> Could this be solved by software instead of expensive hardware? Yes. Imagine a...

LorenPechtel · on April 3, 2024

But do you need AI? How about this for a screw-in-hole machine:

Assuming the hole is in the Z plane: Camera in the X plane, observes the screw against a high contrast background. Camera in the Y plane, observes the screw against a high contrast background. The motors need not know their exact position, just be of controllable speed. As the screw gets close to alignment the speed on the motor is stepped down, it stops when it's aligned. When both cameras report that it's in position a motor in the Z plane pushes the screw towards the hole, stopping when a plunger next to the screw reports the correct depth.

If you have to be concerned with the Z axis alignment you make the X and Y backgrounds striped, the alignment of the screw is measured compared to those stripes and it's rotated accordingly.

This is how a human would handle it--we do not have anything like the motor precision to get the screw in the hole directly, but we can use our eyes to refine it without *needing* the motor precision. Reliably identifying the screw from the background is hard but this approach doesn't require *identifying* anything. You're just mapping the bounding box of the object of a very different color.

If you have a large movement field and a high precision requirement you might need two cameras, the second with a much narrower field of view.

ActorNightly · on April 3, 2024

Id consider it more a fundamental problem - lack of a way to introduce new data to a model without repeating training runs and waiting for the error to converge. Humans seem to have an understanding of things from a one-shot learning run (this is perhaps due to our vast experience with the world and ability to run simulations in our head, but a subset of that should be possible for ML quite easily)

If you solve this problem, teaching a robot arm to be accurate should be pretty easy. You would just have stereoscopic cameras that map to a 3d world, and "program" in a trajectory of the object, and the model should use that trajectory to figure out where to move and how to compensate based on visual feedback.

tomp · on April 3, 2024

No, I'm telling you, you're assuming way too much.

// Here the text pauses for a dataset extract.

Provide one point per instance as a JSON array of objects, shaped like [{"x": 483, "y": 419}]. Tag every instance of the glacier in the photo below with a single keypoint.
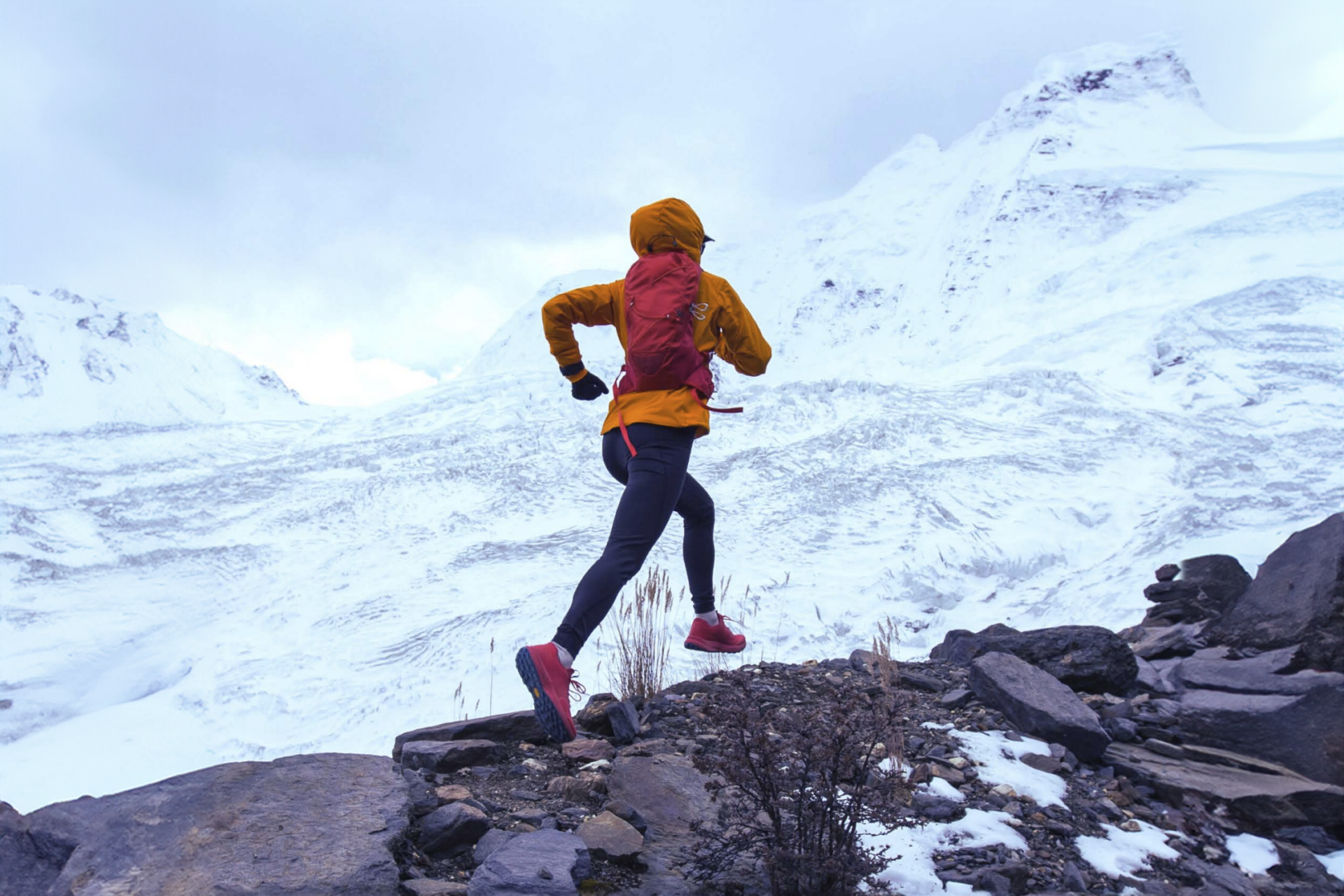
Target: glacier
[{"x": 1012, "y": 375}]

The problems are lower-level

> stereoscopic cameras that map to a 3d world

The current state of the art for this is completely atrocious.

Take a look at this very recent research: https://makezur.github.io/SuperPrimitive/

The idea that robots can "understand" the 3D world from vision is, right now, completely illusory.

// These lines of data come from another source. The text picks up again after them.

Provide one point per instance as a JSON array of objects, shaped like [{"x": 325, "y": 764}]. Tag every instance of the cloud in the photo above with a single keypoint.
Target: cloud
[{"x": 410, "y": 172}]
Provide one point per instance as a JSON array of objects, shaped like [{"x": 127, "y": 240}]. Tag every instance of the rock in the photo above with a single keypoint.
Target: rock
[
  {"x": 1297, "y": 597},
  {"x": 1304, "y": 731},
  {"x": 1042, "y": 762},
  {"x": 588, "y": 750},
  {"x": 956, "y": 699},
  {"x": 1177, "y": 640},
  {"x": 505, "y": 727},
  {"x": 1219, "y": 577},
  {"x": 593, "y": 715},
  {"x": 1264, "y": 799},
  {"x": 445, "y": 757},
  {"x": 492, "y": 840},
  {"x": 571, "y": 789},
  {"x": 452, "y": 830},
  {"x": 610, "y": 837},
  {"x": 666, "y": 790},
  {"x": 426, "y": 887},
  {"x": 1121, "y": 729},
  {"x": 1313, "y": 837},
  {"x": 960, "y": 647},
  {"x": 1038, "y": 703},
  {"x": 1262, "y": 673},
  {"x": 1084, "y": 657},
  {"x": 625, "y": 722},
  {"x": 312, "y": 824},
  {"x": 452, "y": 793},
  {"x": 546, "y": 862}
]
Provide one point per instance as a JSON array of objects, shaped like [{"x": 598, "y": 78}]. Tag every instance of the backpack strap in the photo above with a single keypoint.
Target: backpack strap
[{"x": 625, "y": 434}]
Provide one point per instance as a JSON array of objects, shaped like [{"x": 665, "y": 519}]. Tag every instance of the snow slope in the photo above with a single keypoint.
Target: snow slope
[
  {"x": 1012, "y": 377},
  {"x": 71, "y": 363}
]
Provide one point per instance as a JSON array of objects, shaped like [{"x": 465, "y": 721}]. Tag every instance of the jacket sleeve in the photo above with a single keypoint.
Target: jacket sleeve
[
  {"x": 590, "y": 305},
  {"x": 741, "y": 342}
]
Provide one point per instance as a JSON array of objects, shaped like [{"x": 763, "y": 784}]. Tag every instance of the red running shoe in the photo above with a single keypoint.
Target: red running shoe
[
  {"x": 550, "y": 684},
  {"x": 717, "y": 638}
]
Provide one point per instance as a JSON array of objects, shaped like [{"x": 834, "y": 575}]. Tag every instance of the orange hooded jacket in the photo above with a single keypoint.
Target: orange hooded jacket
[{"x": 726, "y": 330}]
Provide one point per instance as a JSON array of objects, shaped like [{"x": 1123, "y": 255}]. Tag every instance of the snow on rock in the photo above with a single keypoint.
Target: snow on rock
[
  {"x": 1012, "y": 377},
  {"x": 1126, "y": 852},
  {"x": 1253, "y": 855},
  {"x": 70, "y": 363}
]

ActorNightly · on April 3, 2024

I basically agree, I dont think you understood my comment.

If you look at transformers in llm, you have a input matrix, some math in the middle (all linear), and an output matrix. If you take a single value of the output matrix, and write the algebraic expression for it, you will get something that looks like a linear layer transformation on the input.

So a transformer is simply a more efficient simplification of n connected layers, and thus is faster to train. But its not applicable to all things.

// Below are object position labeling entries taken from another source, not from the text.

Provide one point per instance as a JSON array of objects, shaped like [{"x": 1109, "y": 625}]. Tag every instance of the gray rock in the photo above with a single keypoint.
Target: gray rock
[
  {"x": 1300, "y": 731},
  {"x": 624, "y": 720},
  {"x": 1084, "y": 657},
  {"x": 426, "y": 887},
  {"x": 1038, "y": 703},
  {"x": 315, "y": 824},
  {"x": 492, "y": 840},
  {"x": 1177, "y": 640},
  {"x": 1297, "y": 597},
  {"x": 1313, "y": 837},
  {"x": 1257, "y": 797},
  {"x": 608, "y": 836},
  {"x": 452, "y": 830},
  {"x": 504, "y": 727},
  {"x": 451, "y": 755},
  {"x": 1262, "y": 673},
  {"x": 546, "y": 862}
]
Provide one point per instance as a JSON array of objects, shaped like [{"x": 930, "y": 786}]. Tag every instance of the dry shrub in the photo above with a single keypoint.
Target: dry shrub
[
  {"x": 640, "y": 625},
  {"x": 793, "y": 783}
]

For the following examples, lets say you hypothetically had cheap power with good infrastructure to deliver it, and A100s that cost a dollar each, and same budget as OpenAI.

First, you could train GPT models as just a shitload of fully connected, massively wide deep layers.

Secondly, you could also do 3d mapping quite easily with fully connected deep layers.

First you would train a Observer model to take an image from 2 cameras and reconstruct a virtual 3d scene with an autoencoder/decoder. Probably through generating photorealistic images with raytracing.

Then you would train a Predictor model to predict the physics in that 3d scene given a set of historical frames. Since compute is so cheap, you just have rng initialization of initial conditions with velocities and accelerations, and just run training until the huge model converges.

Then you would train a Controller model to move a robotic arm, with input being the start and final orientation, and output being the motion.

Then hook them all together. For every cycle in the robot controller, Controller sends commands to move along a path, robot moves, Observer computes the 3d scene, history of scenes is fed to Predictor that generates future position, which gets some error, and controller adjusts accordingly.

My point is, until we reach that point with power and hardware, there have to be these simplification discoveries like the transformer made along the way. One of which is how to one shot or few shot adjust parameters for a set of new data. If we can do that, we can basically fine tune shitty models on specific data quite fast to make it behave well in a very limited data set.